A good even coat is applied and left to dry. It is touch dry in about 15 minutes and, for my purposes with this model, the pigments can be applied straight afterwards.
The key to successful appearance when using pigments is to apply small quantities at a time. This approach allows the gradual build-up of colour and texture, so that the subject is not overwhelmed. My technique involves the following steps:
Make sure that the lid of the container is properly screwed on
Give the container a brief shake
Tap the container firmly on the work surface
Open the container and inspect the inside of the lid/cap, where you should see a thin film of pigment
Pick up some of this thin film on the tip of your filbert brush
Tap the brush on the edge of the lid or pot
Gently apply the remaining pigment to the model, moving the brush in a downward motion in the manner that rain would carry the dirt.

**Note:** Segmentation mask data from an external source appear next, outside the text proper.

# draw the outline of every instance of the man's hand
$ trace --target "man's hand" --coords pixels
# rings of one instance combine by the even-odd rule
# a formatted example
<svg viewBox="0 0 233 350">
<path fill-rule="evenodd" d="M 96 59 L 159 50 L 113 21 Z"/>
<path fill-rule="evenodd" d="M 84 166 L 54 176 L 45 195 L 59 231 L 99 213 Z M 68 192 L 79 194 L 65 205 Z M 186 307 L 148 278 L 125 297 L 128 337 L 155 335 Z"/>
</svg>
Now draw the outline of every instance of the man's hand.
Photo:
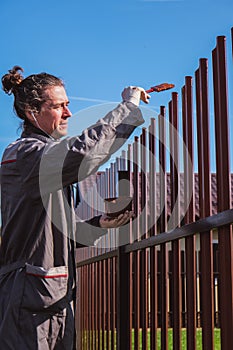
<svg viewBox="0 0 233 350">
<path fill-rule="evenodd" d="M 141 87 L 137 87 L 139 91 L 141 91 L 140 100 L 144 103 L 149 103 L 150 95 Z"/>
<path fill-rule="evenodd" d="M 128 86 L 121 94 L 123 101 L 132 102 L 136 106 L 139 106 L 140 100 L 144 103 L 149 103 L 150 95 L 141 87 Z"/>
<path fill-rule="evenodd" d="M 99 224 L 102 228 L 117 228 L 127 224 L 130 219 L 134 218 L 134 216 L 135 215 L 132 211 L 126 211 L 116 218 L 112 218 L 104 214 L 100 217 Z"/>
</svg>

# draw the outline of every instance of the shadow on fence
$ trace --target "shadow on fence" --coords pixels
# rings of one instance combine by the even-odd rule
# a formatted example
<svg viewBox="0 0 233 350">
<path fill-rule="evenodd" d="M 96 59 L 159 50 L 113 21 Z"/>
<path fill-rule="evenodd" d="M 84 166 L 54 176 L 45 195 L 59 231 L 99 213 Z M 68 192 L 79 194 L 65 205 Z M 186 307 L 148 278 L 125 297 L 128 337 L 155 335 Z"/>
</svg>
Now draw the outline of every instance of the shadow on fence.
<svg viewBox="0 0 233 350">
<path fill-rule="evenodd" d="M 185 77 L 181 128 L 179 96 L 173 92 L 168 113 L 161 106 L 158 118 L 135 136 L 127 151 L 105 172 L 87 180 L 95 186 L 93 191 L 89 188 L 88 204 L 83 201 L 78 207 L 83 219 L 102 210 L 96 207 L 99 197 L 119 195 L 133 197 L 136 219 L 109 230 L 95 247 L 77 250 L 78 349 L 181 349 L 182 328 L 188 349 L 197 348 L 199 329 L 203 349 L 233 349 L 233 210 L 224 36 L 217 37 L 212 52 L 214 174 L 208 76 L 208 61 L 202 58 L 194 79 Z M 215 328 L 220 329 L 221 345 L 216 343 Z"/>
</svg>

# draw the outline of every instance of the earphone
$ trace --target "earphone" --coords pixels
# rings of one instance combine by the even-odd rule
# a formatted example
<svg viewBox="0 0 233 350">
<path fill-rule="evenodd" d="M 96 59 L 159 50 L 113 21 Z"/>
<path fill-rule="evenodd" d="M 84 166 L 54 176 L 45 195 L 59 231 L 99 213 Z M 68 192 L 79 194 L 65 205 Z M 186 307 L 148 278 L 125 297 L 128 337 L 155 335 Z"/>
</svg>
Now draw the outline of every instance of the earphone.
<svg viewBox="0 0 233 350">
<path fill-rule="evenodd" d="M 42 130 L 51 140 L 54 140 L 54 138 L 53 138 L 51 135 L 49 135 L 49 134 L 40 126 L 38 120 L 36 119 L 36 117 L 35 117 L 35 115 L 34 115 L 34 113 L 33 113 L 32 111 L 31 111 L 31 116 L 32 116 L 32 118 L 34 119 L 34 121 L 35 121 L 35 123 L 36 123 L 38 129 Z"/>
<path fill-rule="evenodd" d="M 32 116 L 32 118 L 34 119 L 34 121 L 35 121 L 36 125 L 38 126 L 38 128 L 39 128 L 40 130 L 44 131 L 44 130 L 41 128 L 40 124 L 38 123 L 38 120 L 36 119 L 36 117 L 35 117 L 35 115 L 34 115 L 33 112 L 31 112 L 31 116 Z M 45 131 L 44 131 L 44 132 L 45 132 Z"/>
<path fill-rule="evenodd" d="M 34 115 L 33 112 L 31 112 L 31 116 L 32 116 L 32 118 L 35 120 L 36 124 L 38 125 L 39 123 L 38 123 L 38 121 L 37 121 L 37 119 L 36 119 L 36 117 L 35 117 L 35 115 Z"/>
</svg>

The process will allow the representation of a dirt build-up that occurs over time:
In 7mm scale and larger, it is quite reasonable to use pigments to add texture without the look achieved being overdone. In the case of our Land Rover, pigment can be used to replicate accumulated mud on the wheels. A generous (for a change) amount of pigment is collected from the pot and deposited on the wheel hub, having supported the model on its side (hence the strange viewing angle).
When happy with the general arrangement of the pigment pile, a drop of white spirit is added to the hub. The pigment immediately absorbs the drop and a right mess ensues:
The glazing is currently covered in a coat of Dullcote, so the driver and any passengers who might be present will have difficulty seeing where they are going. Not to worry, the trusty cocktail stick is close by. A wooden cocktail stick will absorb white spirit, and white spirit can be used to remove even hardened Dullcote from glazing without doing any damage. As long as the cocktail stick is gently rubbed against the glazing using the side of the tip rather than the point of the tip, a clear patch can be created in fairly quick time.

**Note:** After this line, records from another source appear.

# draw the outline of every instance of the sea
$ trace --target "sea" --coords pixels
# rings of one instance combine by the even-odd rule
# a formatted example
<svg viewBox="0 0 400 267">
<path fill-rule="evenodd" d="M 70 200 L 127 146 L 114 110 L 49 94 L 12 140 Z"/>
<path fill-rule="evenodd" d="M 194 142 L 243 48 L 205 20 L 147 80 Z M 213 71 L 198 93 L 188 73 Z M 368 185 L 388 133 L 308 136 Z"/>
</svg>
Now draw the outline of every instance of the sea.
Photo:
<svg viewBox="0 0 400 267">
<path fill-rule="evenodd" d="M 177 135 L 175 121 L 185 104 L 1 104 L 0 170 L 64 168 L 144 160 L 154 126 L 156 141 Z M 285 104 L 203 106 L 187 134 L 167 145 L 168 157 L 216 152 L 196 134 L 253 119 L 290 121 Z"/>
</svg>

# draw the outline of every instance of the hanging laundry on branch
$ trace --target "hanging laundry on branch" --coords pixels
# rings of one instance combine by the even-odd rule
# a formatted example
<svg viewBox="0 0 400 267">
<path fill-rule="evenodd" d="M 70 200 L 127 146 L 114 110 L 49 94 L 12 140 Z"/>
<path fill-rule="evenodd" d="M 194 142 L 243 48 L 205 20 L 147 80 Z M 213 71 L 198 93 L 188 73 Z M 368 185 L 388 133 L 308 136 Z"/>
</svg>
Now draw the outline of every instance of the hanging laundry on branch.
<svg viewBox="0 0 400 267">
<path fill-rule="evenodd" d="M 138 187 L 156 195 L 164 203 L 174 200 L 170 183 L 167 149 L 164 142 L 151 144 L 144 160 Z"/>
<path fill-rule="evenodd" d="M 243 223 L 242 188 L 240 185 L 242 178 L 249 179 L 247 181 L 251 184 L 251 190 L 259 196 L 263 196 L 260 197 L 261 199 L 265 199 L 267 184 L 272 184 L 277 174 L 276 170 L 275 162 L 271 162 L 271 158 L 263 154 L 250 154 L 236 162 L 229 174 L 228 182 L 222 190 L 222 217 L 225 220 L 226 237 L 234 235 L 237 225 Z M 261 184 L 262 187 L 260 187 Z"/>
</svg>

The front wheel and wheel arch have been further treated to show the effects of recently collected mud. In the case of the wheel hub, a dry brush was used to pick off some of the white spirit-infused pigment before the mixture had dried. This excess was wiped off on a paper towel, and the remaining trace of pigment on the brush tip just gently touched onto the wing surface, leaving a trace of discolouration thereon. The rubbed appearance on the tyre sidewall was done by rubbing the thin layer of wet pigment that was there with a damp cotton swab of the Tamiya type.
That's all I plan to do with this subject, remembering that it was an exercise in weathering for as little cost as possible/practical.
I have attempted to clear an area of windscreen where the wiper would have cleaned, but on reflection (!) that was not such a good idea. The wheels were only made muddy on one side.